Golf management program recertified

Dec. 14, 2001 by Jack King NMSU News Center

From left: Professional Golf Management Program student Dan Schleichert, Jr. tees off while fellow PGMP students, from left, Patrick Horvath and Preston Abbey, Sr. look on. PGMP Director Pat Gavin also was on hand to participate in the game. (Photo by Darren Phillips)

From left: Professional Golf Management Program student Dan Schleichert, Jr. tees off while fellow PGMP students, from left, Patrick Horvath and Preston Abbey, Sr. look on.
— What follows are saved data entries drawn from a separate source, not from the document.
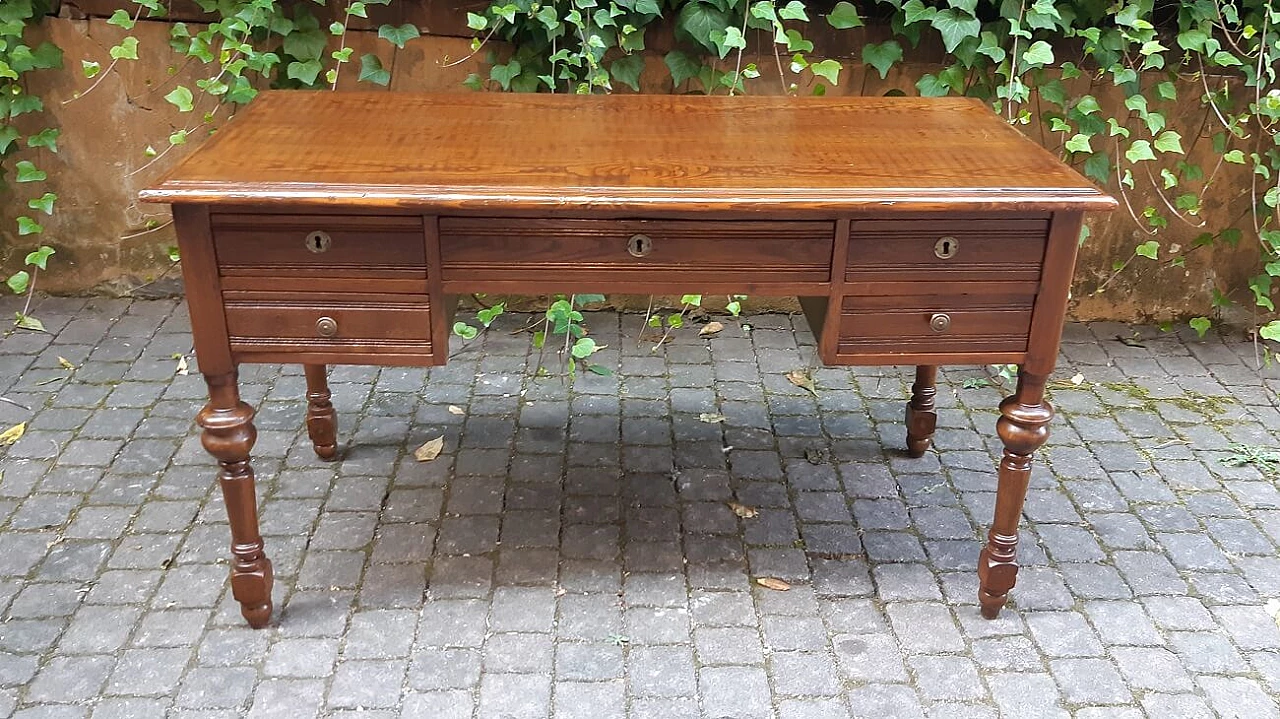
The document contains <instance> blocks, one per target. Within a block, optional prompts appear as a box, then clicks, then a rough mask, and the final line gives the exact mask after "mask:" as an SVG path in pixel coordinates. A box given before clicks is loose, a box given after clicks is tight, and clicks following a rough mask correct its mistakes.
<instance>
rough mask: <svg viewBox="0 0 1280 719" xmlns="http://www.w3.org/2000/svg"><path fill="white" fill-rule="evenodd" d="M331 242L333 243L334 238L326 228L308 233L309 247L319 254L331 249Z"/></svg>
mask: <svg viewBox="0 0 1280 719" xmlns="http://www.w3.org/2000/svg"><path fill="white" fill-rule="evenodd" d="M330 244H333V238H332V237H329V233H326V232H324V230H315V232H314V233H311V234H308V235H307V249H310V251H311V252H315V253H317V255H319V253H320V252H324V251H325V249H329V246H330Z"/></svg>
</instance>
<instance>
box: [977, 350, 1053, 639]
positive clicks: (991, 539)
mask: <svg viewBox="0 0 1280 719" xmlns="http://www.w3.org/2000/svg"><path fill="white" fill-rule="evenodd" d="M1044 380H1046V376H1044V375H1032V374H1028V372H1027V371H1025V370H1023V371H1020V372H1019V374H1018V391H1016V393H1015V394H1014V395H1012V397H1007V398H1005V400H1004V402H1001V403H1000V415H1001V416H1000V420H997V421H996V431H997V432H998V434H1000V439H1001V441H1004V443H1005V455H1004V458H1001V461H1000V478H998V484H997V486H996V518H995V519H992V522H991V531H989V532H987V546H984V548H983V550H982V554H980V555H979V558H978V583H979V590H978V601H979V603H980V604H982V615H983V617H986V618H987V619H995V618H996V617H997V615H998V614H1000V609H1001V608H1002V606H1004V605H1005V599H1006V597H1007V595H1009V590H1011V589H1014V583H1015V582H1016V581H1018V559H1016V553H1018V518H1019V517H1020V516H1021V513H1023V500H1025V499H1027V482H1028V480H1029V478H1030V475H1032V454H1034V452H1036V450H1037V449H1039V446H1041V445H1042V444H1044V440H1047V439H1048V422H1050V420H1052V418H1053V408H1052V407H1050V404H1048V403H1047V402H1044Z"/></svg>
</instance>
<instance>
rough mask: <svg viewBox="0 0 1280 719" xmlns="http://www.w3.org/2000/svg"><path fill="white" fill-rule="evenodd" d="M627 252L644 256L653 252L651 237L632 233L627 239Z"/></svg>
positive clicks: (637, 256)
mask: <svg viewBox="0 0 1280 719" xmlns="http://www.w3.org/2000/svg"><path fill="white" fill-rule="evenodd" d="M627 252H630V253H631V256H632V257H644V256H646V255H649V253H650V252H653V239H652V238H650V237H649V235H646V234H634V235H631V239H628V241H627Z"/></svg>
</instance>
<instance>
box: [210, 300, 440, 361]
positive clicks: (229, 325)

PGMP Director Pat Gavin also was on hand to participate in the game. (Photo by Darren Phillips)

The Professional Golfer’s Association (PGA) has recertified New Mexico State University’s Professional Golf Management program following a regular four-year review, said program director Pat Gavin.

A three-member PGA evaluation committee said the program shows a strong commitment to excellence by Gavin and College of Business Dean Danny Arnold, said PGA Chief Executive Officer Jim L. Awtrey.

Gavin said the committee found New Mexico State in compliance on most issues, but recommended that the program revise its policy and procedures manual to ensure students know certain program requirements beforehand. It also encouraged New Mexico State to proceed with its plan to hire a full-time assistant director for the program beginning in 2002, he said.

Gavin said the committee also encouraged the development of a club repair room, where students could learn club repair and attend club fitting seminars. A club repair room will open in Guthrie Annex in January 2002. The program’s faculty hopes to build a larger repair room later in the year and is looking for a suitable location, he said.

Created in 1987, the Professional Golf Management program is the third oldest such program in the United States. The program aims to provide the academic and practical preparation for a career in the golf industry.

Gavin said students in the PGM program complete approximately 130 credits, including 54 credits in general education, 32 credits in basic business administration, 27 credits in marketing and 17 credits in technical courses such as landscape design, turf management, anatomy, golf kinesiology and food service organization and management. Students also complete 16 months in cooperative programs, working at PGA courses around the country, he added.

The program has about 400 alumni working in courses all over the world, Gavin said. Among these are Tony Meeshai, director of a Jack Niclaus-designed course in Thailand and considered to be the top golf instructor in that country, and Chris Childers, who oversees the PGA’s junior tournaments nationwide. Childers hires three New Mexico State students every year to help in those events, he said.

“Word of mouth about our program is very strong,” Gavin said. “Anywhere you go in the country, if you go to a golf course, you’ll find NMSU’s program is considered tops.”

Shawn Gifford, a senior in the program and president of the Professional Golf Management Association on the New Mexico State campus, said the program’s high standards and a sense of camaraderie are key.

Noting that Gavin holds regular tournaments among the students to hone their playing skills to a competitive level, he said, “You have to shoot under par to win, which is a higher caliber of play than in tournaments at some other schools. Since Pat Gavin has directed the program it has done nothing but improve. You feel like he’s the kind of teacher that you could call him 20 or 30 years down the line and he’d be available to help you.”